We'd all settle for a repeat of the game between the two sides that took place in July 1957, a year in which we finished fourth but at one point won six successive matches to surge to the top of the table. A feature of this run was the fact that the side was able to remain unchanged and although a defeat at Edgbaston ended it and signalled a slump in form, they were in good heart when the southern county visited Chesterfield on July 17th.
The first day was curtailed by the weather but Middlesex limped along to 74-4 by the end of the day in conditions that suited our attack. Headed by the legendary Cliif Gladwin and Les Jackson, all rounder Derek Morgan was a fine first change bowler while Edwin Smith's cannyoff spin offered variation. Middlesex had no Denis Compton, but Jack Robertson and Bill Edrich were still in a strong batting line up, as were future England players Fred Titmus and wicket keeper John Murray.
The following day (Thursday) the remaining batsmen had little offer against Gladwin and they were all out for just 102, Cliff bowling 25 overs and taking 6-23. There were also two wickets each for Smith and Morgan, Jackson unusually going wicket-less.
Derbyshire also struggled on a lively wicket that suffered the effects of rain. Charlie Lee and John Kelly added 41 for the second wicket and George Dawkes and Morgan a very valuable 50 stand for the seventh, but few batsmen got established and Lee's 33 was top score in a total of 153.

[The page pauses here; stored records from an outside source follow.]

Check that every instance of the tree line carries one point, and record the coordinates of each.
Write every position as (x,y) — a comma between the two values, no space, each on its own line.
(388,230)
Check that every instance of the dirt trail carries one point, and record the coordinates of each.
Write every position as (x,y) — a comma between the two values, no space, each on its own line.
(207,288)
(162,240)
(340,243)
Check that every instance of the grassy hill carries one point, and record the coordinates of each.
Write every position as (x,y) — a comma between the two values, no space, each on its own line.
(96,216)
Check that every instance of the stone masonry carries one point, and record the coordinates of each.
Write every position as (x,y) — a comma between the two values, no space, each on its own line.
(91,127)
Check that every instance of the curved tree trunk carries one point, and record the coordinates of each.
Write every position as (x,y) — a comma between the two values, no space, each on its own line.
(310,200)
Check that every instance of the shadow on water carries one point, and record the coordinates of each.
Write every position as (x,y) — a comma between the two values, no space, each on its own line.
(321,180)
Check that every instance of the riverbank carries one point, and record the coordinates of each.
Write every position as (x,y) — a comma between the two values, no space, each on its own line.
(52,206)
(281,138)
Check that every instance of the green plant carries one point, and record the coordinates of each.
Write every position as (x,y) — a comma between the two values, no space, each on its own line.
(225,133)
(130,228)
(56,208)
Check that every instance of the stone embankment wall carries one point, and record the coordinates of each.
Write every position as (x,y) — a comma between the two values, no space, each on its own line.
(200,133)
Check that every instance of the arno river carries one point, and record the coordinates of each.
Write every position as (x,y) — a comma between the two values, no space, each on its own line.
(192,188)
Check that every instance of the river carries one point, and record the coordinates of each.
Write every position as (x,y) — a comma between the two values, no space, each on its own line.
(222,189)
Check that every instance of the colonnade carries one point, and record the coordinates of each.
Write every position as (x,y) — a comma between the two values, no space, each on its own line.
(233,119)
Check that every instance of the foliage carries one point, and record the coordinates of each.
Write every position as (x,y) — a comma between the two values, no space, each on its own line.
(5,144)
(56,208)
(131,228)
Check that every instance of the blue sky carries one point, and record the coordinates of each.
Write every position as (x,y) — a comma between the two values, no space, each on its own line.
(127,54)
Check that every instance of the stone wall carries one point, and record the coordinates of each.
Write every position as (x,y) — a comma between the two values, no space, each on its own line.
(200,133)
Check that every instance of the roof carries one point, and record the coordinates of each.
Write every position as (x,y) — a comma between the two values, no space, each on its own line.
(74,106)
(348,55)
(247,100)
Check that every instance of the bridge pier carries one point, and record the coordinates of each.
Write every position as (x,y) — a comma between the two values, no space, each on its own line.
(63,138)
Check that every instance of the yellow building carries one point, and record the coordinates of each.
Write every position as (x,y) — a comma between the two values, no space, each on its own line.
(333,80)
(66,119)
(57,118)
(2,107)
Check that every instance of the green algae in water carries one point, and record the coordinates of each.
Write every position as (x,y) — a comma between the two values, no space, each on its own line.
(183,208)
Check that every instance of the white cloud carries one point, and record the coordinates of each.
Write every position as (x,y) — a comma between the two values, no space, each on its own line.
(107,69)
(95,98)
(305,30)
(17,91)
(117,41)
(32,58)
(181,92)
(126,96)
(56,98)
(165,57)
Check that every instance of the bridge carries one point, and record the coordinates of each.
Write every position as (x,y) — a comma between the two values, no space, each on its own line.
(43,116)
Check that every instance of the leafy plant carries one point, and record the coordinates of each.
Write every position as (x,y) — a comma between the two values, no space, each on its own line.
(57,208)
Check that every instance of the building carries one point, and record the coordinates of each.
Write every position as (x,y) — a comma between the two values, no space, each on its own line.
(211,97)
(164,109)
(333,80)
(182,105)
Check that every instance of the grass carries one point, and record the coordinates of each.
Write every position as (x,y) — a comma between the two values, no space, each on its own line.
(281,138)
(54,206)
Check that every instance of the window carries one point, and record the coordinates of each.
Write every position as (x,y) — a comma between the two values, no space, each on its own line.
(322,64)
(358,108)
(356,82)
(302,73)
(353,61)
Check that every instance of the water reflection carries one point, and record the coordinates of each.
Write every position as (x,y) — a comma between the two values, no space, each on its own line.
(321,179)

A deficit of 51 on first innings against the Derbyshire attack on that wicket would have worried Middlesex, but they could have had no idea what was to follow when they began their second innings just after 6pm. Jackson removed the prolific Jack Robertson leg before wicket in the first over before Gladwin took over. After a single had got the scoreboard moving, he bowled Baldry then had the dogged Edrich and Titmus held in his leg-trap without further score. Middlesex were 1-4...

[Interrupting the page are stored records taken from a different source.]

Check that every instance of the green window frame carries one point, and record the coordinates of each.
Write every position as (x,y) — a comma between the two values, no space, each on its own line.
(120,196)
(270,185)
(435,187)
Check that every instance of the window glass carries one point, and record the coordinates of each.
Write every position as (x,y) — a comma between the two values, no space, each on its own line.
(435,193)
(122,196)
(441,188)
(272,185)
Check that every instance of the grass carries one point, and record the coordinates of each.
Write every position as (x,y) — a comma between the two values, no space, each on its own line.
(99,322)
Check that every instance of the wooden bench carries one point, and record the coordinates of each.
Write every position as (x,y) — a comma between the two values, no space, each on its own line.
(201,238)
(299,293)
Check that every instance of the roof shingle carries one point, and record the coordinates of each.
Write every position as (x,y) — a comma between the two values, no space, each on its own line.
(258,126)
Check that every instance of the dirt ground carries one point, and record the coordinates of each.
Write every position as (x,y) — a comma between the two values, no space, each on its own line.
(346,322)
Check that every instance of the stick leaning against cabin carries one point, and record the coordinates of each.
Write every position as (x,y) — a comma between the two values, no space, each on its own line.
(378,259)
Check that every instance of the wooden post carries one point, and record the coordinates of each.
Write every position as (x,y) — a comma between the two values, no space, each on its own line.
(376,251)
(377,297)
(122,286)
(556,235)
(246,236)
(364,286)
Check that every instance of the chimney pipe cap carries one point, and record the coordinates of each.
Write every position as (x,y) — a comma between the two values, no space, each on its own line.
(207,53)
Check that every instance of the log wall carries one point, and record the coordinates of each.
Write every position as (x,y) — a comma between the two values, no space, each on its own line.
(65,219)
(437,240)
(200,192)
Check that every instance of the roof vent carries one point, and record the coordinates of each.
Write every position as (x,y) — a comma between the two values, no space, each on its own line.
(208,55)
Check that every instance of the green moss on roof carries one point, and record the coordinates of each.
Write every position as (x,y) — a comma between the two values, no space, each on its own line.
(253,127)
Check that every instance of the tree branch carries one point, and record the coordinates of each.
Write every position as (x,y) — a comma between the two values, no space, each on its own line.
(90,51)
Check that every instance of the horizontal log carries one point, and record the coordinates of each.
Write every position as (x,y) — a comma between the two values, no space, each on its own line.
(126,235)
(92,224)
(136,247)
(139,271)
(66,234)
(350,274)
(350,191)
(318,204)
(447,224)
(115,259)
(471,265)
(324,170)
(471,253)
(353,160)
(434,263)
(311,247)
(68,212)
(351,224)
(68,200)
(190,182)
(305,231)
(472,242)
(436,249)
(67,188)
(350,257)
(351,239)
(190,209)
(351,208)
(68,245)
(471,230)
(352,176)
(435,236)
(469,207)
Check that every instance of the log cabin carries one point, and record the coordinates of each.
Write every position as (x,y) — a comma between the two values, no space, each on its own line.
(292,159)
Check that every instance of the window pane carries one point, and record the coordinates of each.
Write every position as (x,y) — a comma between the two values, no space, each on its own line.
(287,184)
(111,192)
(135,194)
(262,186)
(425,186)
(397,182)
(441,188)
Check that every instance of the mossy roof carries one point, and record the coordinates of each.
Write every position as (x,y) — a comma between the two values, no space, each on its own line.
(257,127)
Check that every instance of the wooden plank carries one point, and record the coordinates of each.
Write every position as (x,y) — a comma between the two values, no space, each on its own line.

Gale and Delisle battled to take the score up to 9 and hoped to make it through to stumps but the former was caught behind from Gladwin's bowling and then Cliff held a caught and bowled to remove Murray immediately to leave the score on 9-6 with his tally being five wickets. His first three overs had seen figures of 3-3-0-3. Even regulars, used to their bowling, had seen little like this. Extra time was claimed to claim a 2-day win but the rain returned and Middlesex went back to their hotel with a score of 11-6. Gladwin's figures at this stage were 5 wickets for 5 runs and 10-17 in the day.
The next morning Jackson removed Delisle, clean bowled and then had Tilly lbw to leave the score 13-8. Hurst came in and was promptly run out (probably trying to keep away from the bowling!) and Middesex were 13-9. Don Bennett, later a coach at Lords, battled his way to an unbeaten 14 and became the only Middlesex batsman to make double figures in each innings before Derek Morgan had last man Alan Moss caught by Arnold Hamer to leave the visitors all out for 29 and Derbyshire winners by an innings and 22.
Most good judges felt that had their innings continued on the Thursday evening they would not have made 20, but Gladwin had second innings figures of 14-8-18-5 and Jackson had 11-6-7-3.
Today with covered wickets such tracks are unknown, but so are the skills for both batting and bowling on them. When the wicket "flies" there is a tendency to bowl short, but Jackson and Gladwin knew the length alright.
An interesting aside to this is that the two innings for Middlesex lasted 97 overs, with the only extras being four first innings byes and two second innings leg byes. Not a no ball or wide in sight, in stark contrast to Worcester the other day. There's a lot to be learned from the old 'uns.